七十歳未満の場合、医療費の三割は自己負担。これを民間医療保険でカバーするのが基本的な考え方だが、公的な医療保障を活用すれば、予想以上に自己負担額を抑えられる。例えば負担額が高額になった時には、所定の限度額を超えた部分は後日払い戻される「高額療養費制度」を利用できる。また勤務先の健保組合に差額ベッド代支給などの制度がある場合もある。
一方、入院期間は技術の進歩などで年々短くなる傾向にある。厚生労働省の二〇〇五年患者調査によると、患者が病院を退院するまでに要する日数は三十九・二日で、七十歳以上でも五十三・九日だ。長期療養が必要な脳血管障害などで入退院を繰り返さなければ、二百万円の手元資金で入院時の経済的リスクをほぼ回避できると考えてよい。
自己負担分の二百万円は、貯蓄で対応するのが理想的。保険会社に余分な手数料を払って保障を受けるよりも、自分で運用して手元資金を増やす方が効率的だからだ。
入院の機会が少ない五十歳代よりも下の世代なら、医療預金という名目で銀行の自動積立定期預金を活用し毎月、定期的にお金をためる手段もある。ただしこの場合、医療費以外には充当しないよう、自分なりに厳格なルールを設けることが必要だ。「意志が弱く二百万円の貯蓄は無理」という人は、民間医療保険を活用するのが近道だろう。

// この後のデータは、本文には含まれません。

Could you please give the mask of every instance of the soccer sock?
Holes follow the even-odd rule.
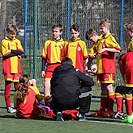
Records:
[[[14,83],[14,88],[15,88],[15,91],[17,91],[17,90],[18,90],[19,86],[20,86],[20,84],[19,84],[18,82],[15,82],[15,83]]]
[[[107,101],[107,95],[101,94],[101,105],[100,105],[100,110],[105,110],[106,108],[106,101]]]
[[[114,107],[114,92],[109,92],[109,107],[108,107],[108,110],[113,111],[113,107]]]
[[[49,99],[50,99],[50,96],[44,96],[45,106],[50,106],[48,102]]]
[[[11,106],[11,101],[10,101],[10,89],[11,89],[11,82],[6,81],[5,82],[5,102],[6,102],[6,107],[10,107]]]
[[[133,94],[132,94],[132,114],[133,114]]]
[[[123,112],[123,96],[120,93],[115,93],[117,112]]]
[[[126,94],[126,112],[127,115],[132,114],[132,94]]]

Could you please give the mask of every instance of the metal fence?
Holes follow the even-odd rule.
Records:
[[[38,88],[43,90],[40,54],[44,42],[51,38],[51,27],[54,24],[62,24],[62,37],[68,39],[70,25],[78,23],[80,38],[89,47],[90,42],[85,39],[86,30],[94,28],[99,33],[98,23],[108,18],[111,22],[111,32],[119,43],[120,38],[122,39],[122,48],[126,49],[129,39],[123,29],[120,34],[120,26],[132,21],[132,5],[133,0],[0,0],[0,39],[2,40],[6,35],[4,29],[8,23],[18,26],[21,30],[18,38],[25,49],[25,57],[22,58],[23,73],[29,74],[31,78],[35,77]],[[1,71],[0,67],[0,73]],[[117,69],[114,85],[122,82],[120,77],[119,69]],[[0,88],[4,88],[3,79],[1,74]],[[100,89],[98,85],[95,88],[94,93],[97,96]]]

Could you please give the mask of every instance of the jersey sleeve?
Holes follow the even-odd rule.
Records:
[[[6,41],[2,41],[1,45],[0,45],[0,52],[2,54],[2,56],[6,56],[8,54],[11,53],[11,49],[8,46],[9,44],[6,43]]]
[[[89,57],[94,58],[94,55],[96,54],[96,44],[93,43],[91,47],[89,48]]]
[[[48,46],[48,41],[44,43],[42,54],[41,54],[41,57],[44,59],[46,59],[46,56],[47,56],[47,46]]]
[[[14,93],[14,107],[17,108],[17,91]]]

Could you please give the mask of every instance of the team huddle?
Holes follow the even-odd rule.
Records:
[[[101,85],[100,108],[89,114],[94,117],[121,118],[122,122],[133,122],[133,23],[124,28],[131,38],[127,52],[118,60],[125,86],[113,88],[116,73],[116,54],[121,48],[110,33],[111,23],[103,20],[99,23],[101,35],[94,29],[86,31],[86,39],[92,41],[87,48],[85,41],[79,38],[78,24],[70,27],[71,38],[63,40],[62,25],[52,27],[52,38],[44,43],[42,50],[42,77],[44,78],[44,101],[36,87],[35,80],[22,74],[20,60],[24,54],[21,42],[16,38],[18,29],[15,25],[7,26],[8,36],[2,40],[0,52],[3,57],[3,74],[5,78],[5,102],[7,112],[16,113],[18,118],[40,118],[51,115],[57,121],[64,121],[63,112],[72,110],[73,119],[86,120],[90,112],[93,71],[91,66],[96,60],[97,82]],[[11,107],[10,89],[14,83],[14,107]],[[125,95],[126,115],[123,113],[123,95]],[[116,99],[117,111],[114,111]],[[39,104],[41,103],[41,105]],[[78,111],[76,110],[79,107]]]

医療保険にはタイプ別にそれぞれ利点と欠点がある(表A参照)。商品設計は個別に異なるが「一般の人には、掛け捨てで月々の保険料を安く抑えられる終身型の医療保険がよい」(FPの吹田朝子さん)。「医療預金がたまるまでの保障を得たい」「将来認められる高度医療を保障対象にしたい」ならば、一定期間ごとに契約が切れ、その都度、更新が必要な定期型を選ぶのがよさそうだ。
返戻金も考慮に
必要とする保障は、自分の置かれた経済環境に合わせて変えることも大切(表B参照)。その上で、保障内容が決まれば、支払う保険料と保障内容とを比較しながら、最終的に商品を絞り込む。医療保険の場合、商品にかける広告宣伝費や人件費の差で「同じ内容でも保険料に大きな開きが生じる場合がある」(吹田さん)ため、費用対効果の検討は非常に重要だ。
四十歳の女性が入院給付金一日一万円の終身型医療保険に入った場合の、保険料総額を比較したのが表Cだ。四十歳から六十歳までの二十年間で支払う保険料は、商品アが百七十五万二千円なのに対し、ウは約三十七万円も多い。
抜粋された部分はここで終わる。